East Grand Rapids Public School also canceled JV soccer on Thursday and moved varsity soccer and JV football to 5:30 p.m. It also canceled the Friday homecoming parade.

Rockford Public Schools Superintendent Dr. Mike Shibler also said all evening activities, practices and competitions at Rockford schools will be rescheduled to end by dusk until the season’s first hard frost. Coaches and directors will inform players and parents of the changes.

“I can assure you that Superintendents throughout the Kent ISD are taking this matter seriously and are committed to working together to ensure the safety of students and adults for home and away events,” Shibler said in the message to parents.

Grandville Public Schools also canceled JV soccer and football Thursday and moved up varsity soccer.

Lowell Area Schools said it was working out the logistics of moving its evening games and practices to earlier times.

This year’s EEE outbreak is already the worst the state has experienced in more than a decade. MDHHS has already confirmed 8 human cases and 27 animal cases of EEE, according to Newaygo County health officials. Among the people sickened by the virus, three have died.
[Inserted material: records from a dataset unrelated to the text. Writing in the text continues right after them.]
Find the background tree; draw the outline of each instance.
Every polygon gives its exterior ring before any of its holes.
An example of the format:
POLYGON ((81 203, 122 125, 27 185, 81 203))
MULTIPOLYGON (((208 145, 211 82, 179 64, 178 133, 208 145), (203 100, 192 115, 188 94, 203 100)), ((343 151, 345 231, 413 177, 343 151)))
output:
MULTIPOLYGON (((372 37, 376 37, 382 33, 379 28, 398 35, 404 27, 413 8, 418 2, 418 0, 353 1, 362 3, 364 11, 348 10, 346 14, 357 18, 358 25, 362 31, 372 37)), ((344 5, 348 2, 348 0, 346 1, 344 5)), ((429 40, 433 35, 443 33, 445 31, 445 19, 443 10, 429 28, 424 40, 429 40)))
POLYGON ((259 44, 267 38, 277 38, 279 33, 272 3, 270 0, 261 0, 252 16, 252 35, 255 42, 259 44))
The following counties have had confirmed human cases of EEE this year:

  • Barry: 1 person
  • Berrien: 1 person
  • Calhoun: 1 person
  • Cass: 1 person who died
  • Kalamazoo: 3 people; 1 died
  • Van Buren: 1 person who died

The following counties had confirmed animal cases of EEE this year:

  • Barry: 4 animals
  • Berrien: 1 animal
  • Calhoun: 1 animal
  • Cass: 1 animal
  • Genesee: 1 animal
  • Jackson: 2 animals
  • Kalamazoo: 6 animals
  • Kent: 1 deer
  • Lapeer: 1 animal
  • Montcalm: 1 animal
  • Newaygo: 1 horse
  • St. Joseph: 3 animals
  • Van Buren: 2 animals

EEE is one of the most dangerous diseases mosquitoes can carry. Although human cases are extremely rare, approximately one in three people sickened by EEE will die from it. Symptoms include fever, chills and body aches. Severe cases can lead to headaches, disorientation, tremors, seizures, paralysis, brain damage, coma and death.

>>Online: MDHHS on mosquito-borne diseases

EEE is more deadly among horses, with a fatality rate of 90%, but there is a vaccine for horses and not humans.

The MDHHS is urging people to take steps to deter disease-carrying mosquitoes before they head outside, including using repellents containing DEET on their body and clothes and wearing long-sleeved shirts and pants.

Residents are also encouraged to dump out any standing water in their yard and replacing window and door screens with tears or holes that a mosquito could pass through.

In response to the EEE outbreak, the Michigan Department of Agriculture and Rural Development has curated a list of pesticide services licensed to spray for mosquitoes in Michigan, which you can find online.